Using the principle of electromagnetic induction, the ECT NDT method can assess certain properties of the conductive material and its components through the change of induced eddy current in the tested workpiece, or finding defects. ECT NDT is one of the main methods to control the quality of various metal materials and a few non-metals (such as graphite, carbon fiber composite materials) and their products. Compared with other non-destructive testing methods, ECT NDT is easier to achieve automation, especially for pipes, rods and wires and other profiles.
Eddy current is when a conductor is placed in a changing magnetic field, because there is a vortex induced electric field around the changing magnetic field, the induced electric field acts on the free charge in the conductor to move the charge and form an eddy current.
Eddy current non-destructive testing is based on Faraday's law of electromagnetic induction, connecting alternating current to the detection coil to generate an alternating magnetic field perpendicular to the workpiece. When the detection coil is close to the workpiece to be inspected, the surface of the workpiece induces eddy currents and simultaneously generates a magnetic field opposite to the original magnetic field, which partially offsets the original magnetic field, resulting in changes in resistance and inductance of the detection coil. If there is a defect in the metal workpiece, the intensity and distribution of the eddy current field will be changed, and the impedance of the coil will change. By detecting the change, it can be judged whether there is a defect.
With the development of microelectronics and computer technology and the adoption of various signal processing technologies, eddy current testing transducers, eddy current testing signal processing technology and eddy current testing equipment have made great progress.
ECT NDT needs to improve the signal-to-noise ratio and anti-interference ability of the signal, realize signal identification, analysis and diagnosis, in order to obtain the best signal characteristics and detection results.
1. Signal feature extraction
Feature extraction methods commonly used in ECT NDT include Fourier description method, principal component analysis method and wavelet transform method.
Fourier description method is a common method to extract feature values. The advantage is that it is not affected by the probe speed, and the impedance map can be reconstructed by this description method. The more the number of sampling points, the closer the reconstructed curve is to the original curve. But this method is only sensitive to the shape of the curve, it is not sensitive to the zero point and gain of the eddy current detector, and does not change with the curve rotation, translation, size transformation and starting point selection.
The method of using the eigenvalues and eigenvectors of the autocorrelation matrix of the test signal to describe the signal characteristics is called the principal component analysis method, which has strong resolution for similar defects.
Wavelet transform is an advanced signal time-frequency analysis method. The multi-resolution analysis in wavelet transform is applied to the eddy current detection signal analysis, and the different wavelet coefficients are processed before reconstruction. The signal-to-noise ratio of this signal processed by wavelet transform will be greatly improved.
2. Signal analysis
Artificial neural network
The input vector of the artificial neural network is the characteristic parameter of the signal. The correct selection and extraction of the characteristic parameter of the signal is the key to the success of the intelligent judgment of the neural network. The combined neural network model adopts the hierarchical discrimination method to reduce the dimensionality of the network input variables from N2 to N. The network structure is greatly simplified, the training speed is fast, and it has a high defect recognition rate and practical value.

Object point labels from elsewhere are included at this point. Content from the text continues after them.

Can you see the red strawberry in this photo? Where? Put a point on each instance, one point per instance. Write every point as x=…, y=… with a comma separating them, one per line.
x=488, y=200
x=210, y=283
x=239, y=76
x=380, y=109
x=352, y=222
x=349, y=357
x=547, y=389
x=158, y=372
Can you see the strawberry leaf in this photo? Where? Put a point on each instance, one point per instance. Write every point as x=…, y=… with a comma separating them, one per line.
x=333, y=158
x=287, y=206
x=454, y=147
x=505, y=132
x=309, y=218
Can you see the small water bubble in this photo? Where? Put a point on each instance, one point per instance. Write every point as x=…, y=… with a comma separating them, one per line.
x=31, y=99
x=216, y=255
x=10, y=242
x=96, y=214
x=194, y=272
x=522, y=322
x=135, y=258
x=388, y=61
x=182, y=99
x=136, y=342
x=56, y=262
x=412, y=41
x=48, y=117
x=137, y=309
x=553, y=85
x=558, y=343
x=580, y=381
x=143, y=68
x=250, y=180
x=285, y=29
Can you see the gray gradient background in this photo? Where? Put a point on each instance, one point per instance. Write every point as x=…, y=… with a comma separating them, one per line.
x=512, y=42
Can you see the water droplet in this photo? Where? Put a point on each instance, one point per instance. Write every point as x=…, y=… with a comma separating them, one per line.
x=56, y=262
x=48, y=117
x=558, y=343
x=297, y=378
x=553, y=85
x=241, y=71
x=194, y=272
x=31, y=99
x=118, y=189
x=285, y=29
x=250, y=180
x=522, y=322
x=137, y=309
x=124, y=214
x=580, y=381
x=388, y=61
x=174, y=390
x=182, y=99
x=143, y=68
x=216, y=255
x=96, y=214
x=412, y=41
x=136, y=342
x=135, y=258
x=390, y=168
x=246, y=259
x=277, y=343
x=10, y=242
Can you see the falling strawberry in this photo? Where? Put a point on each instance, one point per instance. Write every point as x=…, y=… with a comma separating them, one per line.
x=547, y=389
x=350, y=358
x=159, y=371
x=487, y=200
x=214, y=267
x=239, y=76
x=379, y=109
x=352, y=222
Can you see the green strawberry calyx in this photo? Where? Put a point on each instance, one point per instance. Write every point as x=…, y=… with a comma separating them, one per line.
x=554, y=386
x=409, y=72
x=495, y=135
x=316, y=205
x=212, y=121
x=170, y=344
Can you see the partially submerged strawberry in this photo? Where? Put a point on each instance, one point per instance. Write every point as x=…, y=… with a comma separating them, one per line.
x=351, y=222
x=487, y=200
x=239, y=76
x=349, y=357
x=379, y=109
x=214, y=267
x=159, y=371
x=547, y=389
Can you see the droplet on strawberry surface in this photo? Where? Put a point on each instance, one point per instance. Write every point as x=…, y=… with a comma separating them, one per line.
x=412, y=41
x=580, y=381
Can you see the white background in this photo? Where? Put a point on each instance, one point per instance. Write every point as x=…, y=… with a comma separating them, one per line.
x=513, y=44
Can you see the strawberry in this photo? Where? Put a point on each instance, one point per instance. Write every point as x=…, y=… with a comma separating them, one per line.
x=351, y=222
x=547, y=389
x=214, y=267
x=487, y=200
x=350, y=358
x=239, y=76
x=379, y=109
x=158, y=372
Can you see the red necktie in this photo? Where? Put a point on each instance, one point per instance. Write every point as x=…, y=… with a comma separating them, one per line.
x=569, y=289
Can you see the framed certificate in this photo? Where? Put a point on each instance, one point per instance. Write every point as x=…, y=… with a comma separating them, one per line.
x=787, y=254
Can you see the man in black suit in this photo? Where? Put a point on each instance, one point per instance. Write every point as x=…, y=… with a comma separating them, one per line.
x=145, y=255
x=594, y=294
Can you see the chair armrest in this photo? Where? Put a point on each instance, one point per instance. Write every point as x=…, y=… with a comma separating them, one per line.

Neural network can realize defect classification, has the advantage of high recognition accuracy, and is also effective for incomplete and insufficiently clear data.
Information fusion technology
Information fusion is the multi-level processing of detection, correlation, correlation, estimation and synthesis from different information sources to obtain a unified best estimate of the measured object.
The fusion of eddy current scanning images decomposes the image into multiple sub-band images, and uses a fusion algorithm in the conversion area to achieve image fusion. Ka Bartels et al. used the best method of signal-to-noise ratio to combine the eddy current signals, and used the spatial frequency compensation method to make the high-frequency signal blur and the low-frequency signal clear. Z Liu et al. used the maximum value criterion to select the discrete wavelet transform coefficients of different signals, and selected the maximum absolute value of the coefficient to be fused as the combined conversion coefficient. Therefore, the fusion signal can be reconstructed based on these coefficients using inverse wavelet transform. Wavelet transform can effectively extract salient features at different scales. In the process of fusing the signals, all useful features of the signals are preserved, so the internal and surface defect information is enhanced.
(3) Solving the inverse problem of ECT NDT
The signals detected by the eddy current testing equipment contain information such as the position, shape, size, and properties of the medium, and the known signal is used to inversely infer the medium parameters (conductivity) or shape (defects), which is an inverse problem in the electromagnetic field theory.
In order to solve the eddy current inverse problem, a mathematical model for defect identification must be established first. There are models for artificial defects with regular shapes, natural defects with complex boundaries, single defects and multiple defects. In terms of medium types, there are models for composite materials and surface permeability changes of the tested part.
With the development of computer technology, various numerical solutions of defect models have also made progress. There are finite element method, moment method and boundary element method and so on.